Por último, desearíamos hacer una reflexión sobre la aplicación de las biotecnologías y sus patentes derivados de la agricultura.

La obtención de plantas de interés para el consumo animal y humano ha sido muy importante en la historia de la humanidad y lo seguirá siendo. Sin embargo, en los últimos años se están apreciando cambios muy importantes como consecuencia de la industrialización del campo pero también por la aplicación de la biotecnología en la producción vegetal y animal. Desde fuera, da la impresión que se está oponiendo la obtención espontánea, cuidándose de las mejoras en calidad, de la prevención de enfermedades, ...... a la producción tecnológica que considera modificaciones no naturales en los seres vivos. Con las patentes aplicadas a estos sistemas se legitimizan, por decirlo así variedades fruto de la creación por parte del hombre. Puede plantearse en esta aproximación una diferente concepción de la relación entre el hombre y la naturaleza. Reservándose además los beneficios consecuentes de esta intervención en la creación de un nuevo ser vivo. De esta forma u otra está claro que el investigador necesita hacer una reflexión ética en este momento de su actividad.

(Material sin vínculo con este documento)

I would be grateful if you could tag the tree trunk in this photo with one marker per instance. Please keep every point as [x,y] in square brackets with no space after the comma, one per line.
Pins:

Al final de esta reflexión sobre la aplicación de patentes a los seres vivos debe considerarse también si se está frente a la defensa de intereses públicos o simplemente se están contemplando intereses privados. La patente debe tenerse en cuenta siempre que afecte al bien común. Puede plantearse ahora si las patentes que se han presentado sobre seres vivos realmente tienen interés en determinada sociedad o si son de aplicación general. Una reflexión sobre estos resultados aplicados a la agricultura es muy importante.

Si comenzábamos estas reflexiones sobre la sustitución del I+D por I+P+D, ahora quisiéramos completar la secuencia con un BC (Bien Común) I+P+D+BC, que da sentido al trabajo del investigador a las patentes y al desarrollo. De aquí nuestra conclusión final, desde el investigador, las patentes si para algo valen, serán para el desarrollo y divulgación de una ciencia cuyas consecuencias deben establecerse en beneficio de la humanidad. De otra forma, para qué esforzarse en proteger lo que no sirve al hombre.